Timing depends on scope. A single system or platform assessment usually runs a few weeks from kickoff to final report, while a programme or estate-wide assessment runs longer and is scheduled together during scoping. We agree the timeline before any work begins and we hold to it.

We need access to the people who understand the systems in scope, any architecture or data flow documentation you already hold, and a clear statement of the decision the assessment has to support. Where documentation is thin we fill the gaps through structured interviews, so a lack of paperwork is rarely a blocker.

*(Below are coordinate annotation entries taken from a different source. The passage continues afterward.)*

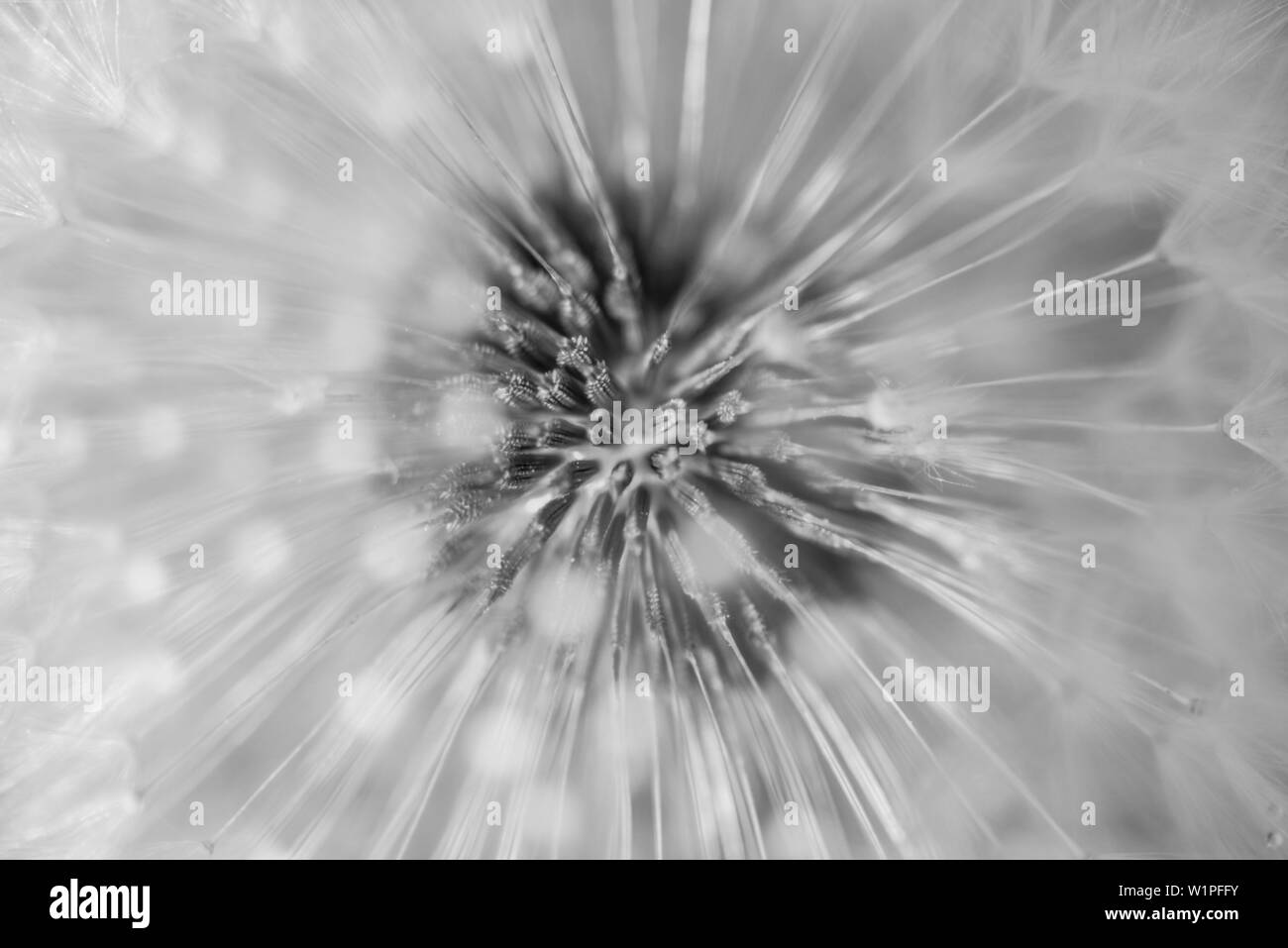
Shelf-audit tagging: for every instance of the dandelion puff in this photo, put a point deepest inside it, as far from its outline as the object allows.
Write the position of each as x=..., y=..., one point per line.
x=554, y=430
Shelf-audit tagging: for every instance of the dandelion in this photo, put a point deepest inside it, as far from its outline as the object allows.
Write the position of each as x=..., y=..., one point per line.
x=321, y=322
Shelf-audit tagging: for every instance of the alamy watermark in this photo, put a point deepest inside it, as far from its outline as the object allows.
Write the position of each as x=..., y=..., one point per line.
x=936, y=683
x=1119, y=298
x=179, y=296
x=21, y=683
x=647, y=427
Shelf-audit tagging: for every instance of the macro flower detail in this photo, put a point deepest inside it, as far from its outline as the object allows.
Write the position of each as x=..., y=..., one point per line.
x=652, y=429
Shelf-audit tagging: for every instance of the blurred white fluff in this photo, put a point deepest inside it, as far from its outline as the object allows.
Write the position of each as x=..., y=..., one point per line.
x=226, y=685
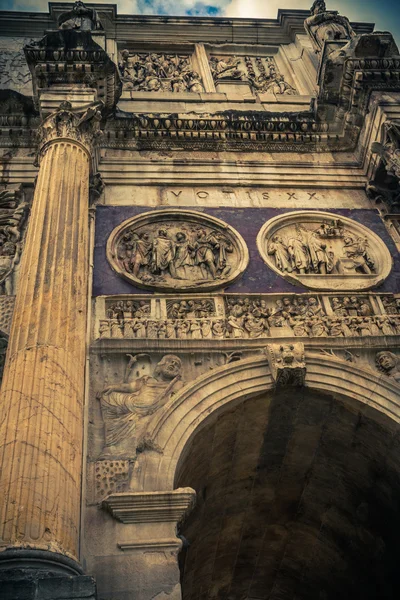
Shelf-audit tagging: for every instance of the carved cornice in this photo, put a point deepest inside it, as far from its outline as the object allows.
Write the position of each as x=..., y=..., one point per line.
x=64, y=124
x=73, y=57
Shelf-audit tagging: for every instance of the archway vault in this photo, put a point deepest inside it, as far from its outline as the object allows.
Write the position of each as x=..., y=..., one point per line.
x=171, y=430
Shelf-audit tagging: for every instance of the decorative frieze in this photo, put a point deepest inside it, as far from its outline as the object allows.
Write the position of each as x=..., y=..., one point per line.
x=65, y=124
x=14, y=212
x=260, y=72
x=321, y=251
x=249, y=317
x=159, y=72
x=177, y=249
x=111, y=476
x=126, y=405
x=151, y=507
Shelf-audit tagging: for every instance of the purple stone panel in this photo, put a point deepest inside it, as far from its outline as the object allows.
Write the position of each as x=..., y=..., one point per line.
x=258, y=278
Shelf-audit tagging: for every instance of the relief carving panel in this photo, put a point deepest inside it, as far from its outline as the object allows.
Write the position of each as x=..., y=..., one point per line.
x=177, y=250
x=126, y=405
x=159, y=72
x=321, y=251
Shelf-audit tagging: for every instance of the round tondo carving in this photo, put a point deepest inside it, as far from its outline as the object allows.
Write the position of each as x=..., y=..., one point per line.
x=177, y=249
x=323, y=251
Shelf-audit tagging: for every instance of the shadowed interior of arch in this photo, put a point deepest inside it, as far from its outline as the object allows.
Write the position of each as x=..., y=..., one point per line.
x=298, y=496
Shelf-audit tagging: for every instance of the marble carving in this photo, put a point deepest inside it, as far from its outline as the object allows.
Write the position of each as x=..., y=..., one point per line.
x=125, y=405
x=159, y=72
x=324, y=251
x=261, y=73
x=177, y=250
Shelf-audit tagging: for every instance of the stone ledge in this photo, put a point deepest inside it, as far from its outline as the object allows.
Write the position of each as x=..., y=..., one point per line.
x=80, y=587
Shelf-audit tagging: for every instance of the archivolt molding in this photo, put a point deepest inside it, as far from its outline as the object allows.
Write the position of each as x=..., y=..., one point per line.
x=172, y=428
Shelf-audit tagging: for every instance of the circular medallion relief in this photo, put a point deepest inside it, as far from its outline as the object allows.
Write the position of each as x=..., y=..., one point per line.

A penetration test demonstrates that specific weaknesses can be exploited in practice, whereas a threat risk assessment sits earlier and reaches wider. It identifies what is at risk, models the threats against it, scores the exposure and shows you where to act first. The two complement each other, and we will tell you when a test would sharpen the picture.

We score likelihood and impact on a one to five scale, producing an inherent score before controls and a residual score once controls are accounted for. The scale is anchored to recognised baselines, so a score carries the same meaning across different systems and across repeat assessments.

Yes. Every assessment opens with an executive layer written for decision makers, free of jargon, with the choices and their consequences stated plainly. The technical detail sits behind it for the people who need it.

Yes. We are a Canadian practice and regularly align assessments to public sector and regulated-industry expectations in Canada, alongside the NIST and ISO frameworks the methodology already follows.

We can. Because every assessment uses the same scale and method, a follow-up shows movement clearly. Many organizations run an annual cycle so risk is tracked rather than rediscovered.

You own the report and the remediation roadmap outright. If the findings call for follow-on work in security, privacy or compliance, the wider Cyber Electra group can take it on, or your own team can run with the plan. There is no obligation to continue with us.